Noch heute schreckhaft: Roman Bürki Foto: imago/Eibner

BVB-Torwart Bürki sagt im Prozess um den Bombenanschlag auf die Mannschaft von Borussia Dortmund aus. Er berichtet von Schlafstörungen und Momenten, in denen er heute schreckhaft ist. Auch Guerreiro hat bei seiner Aussage Probleme.

Dortmund - Im Prozess um den Bombenanschlag auf die Mannschaft von Borussia Dortmund hat das Landgericht am Mittwoch mit der Befragung weiterer Fußballprofis als Zeugen begonnen. Torwart Roman Bürki sagte: "Wir haben einen lauten Knall gehört, am Anfang habe ich gedacht, ein Reifen wäre geplatzt."

Bürki hat unter Schlafstörungen gelitten

Nach dem Attentat vom 11. April 2017 sei er enorm schreckhaft gewesen und habe unter Schlafstörungen gelitten. Teilweise sei er bis heute beeinträchtigt, sagte der 27-Jährige. Wenn jemand hinter seinem Rücken etwas auf den Boden fallen lasse, zucke er zusammen und werde wütend. Der Angeklagte Sergej W. hat im Prozess vor dem Dortmunder Landgericht die Tat gestanden.
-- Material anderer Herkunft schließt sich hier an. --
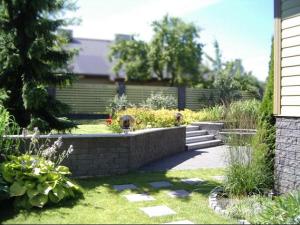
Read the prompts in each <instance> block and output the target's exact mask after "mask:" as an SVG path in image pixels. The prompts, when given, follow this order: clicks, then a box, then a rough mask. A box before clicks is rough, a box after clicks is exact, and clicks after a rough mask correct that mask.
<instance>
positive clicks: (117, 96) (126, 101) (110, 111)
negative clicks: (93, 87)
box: [107, 95, 133, 116]
mask: <svg viewBox="0 0 300 225" xmlns="http://www.w3.org/2000/svg"><path fill="white" fill-rule="evenodd" d="M132 106H133V105H132V104H131V103H130V102H129V101H128V100H127V96H126V95H122V96H118V95H116V96H115V97H114V98H113V99H111V100H110V101H109V106H108V107H107V111H108V113H109V114H110V115H112V116H114V115H115V114H116V113H118V112H119V111H122V110H126V109H127V108H129V107H132Z"/></svg>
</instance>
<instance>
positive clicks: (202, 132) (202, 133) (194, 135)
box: [186, 130, 207, 137]
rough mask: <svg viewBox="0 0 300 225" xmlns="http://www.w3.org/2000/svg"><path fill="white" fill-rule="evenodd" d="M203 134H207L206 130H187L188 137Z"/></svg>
mask: <svg viewBox="0 0 300 225" xmlns="http://www.w3.org/2000/svg"><path fill="white" fill-rule="evenodd" d="M203 135H207V131H206V130H197V131H188V132H186V137H195V136H203Z"/></svg>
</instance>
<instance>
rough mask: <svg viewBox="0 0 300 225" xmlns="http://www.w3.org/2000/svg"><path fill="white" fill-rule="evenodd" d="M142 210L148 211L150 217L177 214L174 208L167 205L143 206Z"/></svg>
mask: <svg viewBox="0 0 300 225" xmlns="http://www.w3.org/2000/svg"><path fill="white" fill-rule="evenodd" d="M141 210H142V211H143V212H144V213H146V214H147V215H148V216H149V217H158V216H167V215H175V214H176V212H174V211H173V210H172V209H170V208H169V207H167V206H164V205H162V206H154V207H146V208H141Z"/></svg>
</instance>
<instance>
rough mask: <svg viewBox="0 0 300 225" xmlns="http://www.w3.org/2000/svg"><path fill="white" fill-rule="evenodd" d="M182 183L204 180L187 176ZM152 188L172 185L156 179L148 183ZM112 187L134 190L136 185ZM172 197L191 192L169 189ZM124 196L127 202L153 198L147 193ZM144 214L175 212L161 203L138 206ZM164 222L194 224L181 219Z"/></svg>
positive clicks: (178, 195)
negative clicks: (157, 204) (155, 204)
mask: <svg viewBox="0 0 300 225" xmlns="http://www.w3.org/2000/svg"><path fill="white" fill-rule="evenodd" d="M181 181H182V182H183V183H186V184H189V185H196V184H200V183H203V182H204V180H201V179H199V178H188V179H181ZM149 184H150V185H151V187H152V188H155V189H159V188H166V187H171V186H173V185H172V184H171V183H170V182H168V181H158V182H151V183H149ZM113 188H114V189H115V190H116V191H124V190H134V189H137V186H135V185H134V184H123V185H114V186H113ZM167 194H168V195H169V196H171V197H172V198H185V197H188V196H189V195H190V194H191V193H189V192H188V191H186V190H183V189H182V190H171V191H169V192H168V193H167ZM124 197H125V198H126V199H127V200H128V201H129V202H142V201H153V200H155V199H154V198H153V197H152V196H150V195H148V194H145V193H144V194H129V195H124ZM140 210H142V211H143V212H144V213H145V214H147V215H148V216H149V217H159V216H167V215H175V214H176V212H174V211H173V210H172V209H170V208H169V207H167V206H164V205H161V206H152V207H144V208H140ZM166 224H194V223H193V222H191V221H189V220H182V221H175V222H171V223H166Z"/></svg>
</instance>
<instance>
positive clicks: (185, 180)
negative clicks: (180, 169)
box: [181, 178, 204, 185]
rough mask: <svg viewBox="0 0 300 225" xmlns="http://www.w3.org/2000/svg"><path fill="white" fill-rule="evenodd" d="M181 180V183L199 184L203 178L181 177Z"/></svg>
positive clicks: (186, 183) (202, 180)
mask: <svg viewBox="0 0 300 225" xmlns="http://www.w3.org/2000/svg"><path fill="white" fill-rule="evenodd" d="M181 181H182V182H183V183H186V184H190V185H195V184H200V183H203V182H204V180H202V179H199V178H188V179H182V180H181Z"/></svg>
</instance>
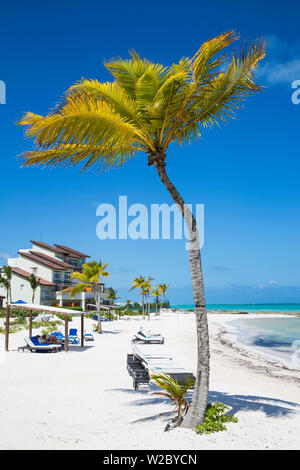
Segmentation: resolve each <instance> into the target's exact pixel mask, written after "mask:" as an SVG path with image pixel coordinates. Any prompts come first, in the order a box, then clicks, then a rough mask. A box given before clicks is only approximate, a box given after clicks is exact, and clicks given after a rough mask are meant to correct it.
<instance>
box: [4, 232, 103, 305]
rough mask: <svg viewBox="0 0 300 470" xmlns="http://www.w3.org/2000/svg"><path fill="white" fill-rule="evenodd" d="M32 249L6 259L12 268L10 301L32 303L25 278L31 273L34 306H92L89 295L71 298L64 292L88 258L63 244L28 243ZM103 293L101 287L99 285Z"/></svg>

So emotional spricht Raphael Guerreiro über den Bombenanschlag

Mit Tränen in den Augen hat Mannschaftskollege Raphael Guerreiro ausgesagt. "Es ist für mich sehr schwierig, darüber zu sprechen", sagte der Abwehrspieler am Mittwoch und wischte sich mit der Hand über die Augen. Das Angebot, die Befragung für eine kurze Zeit zu unterbrechen, um sich zu sammeln, lehnte Guerreiro aber ab. Im Moment der Bombenexplosionen am 11. April 2017 habe er große Angst verspürt, sagte er weiter. Niemand habe gewusst, was noch passieren würde. Die ganze Mannschaft sei sehr schockiert gewesen.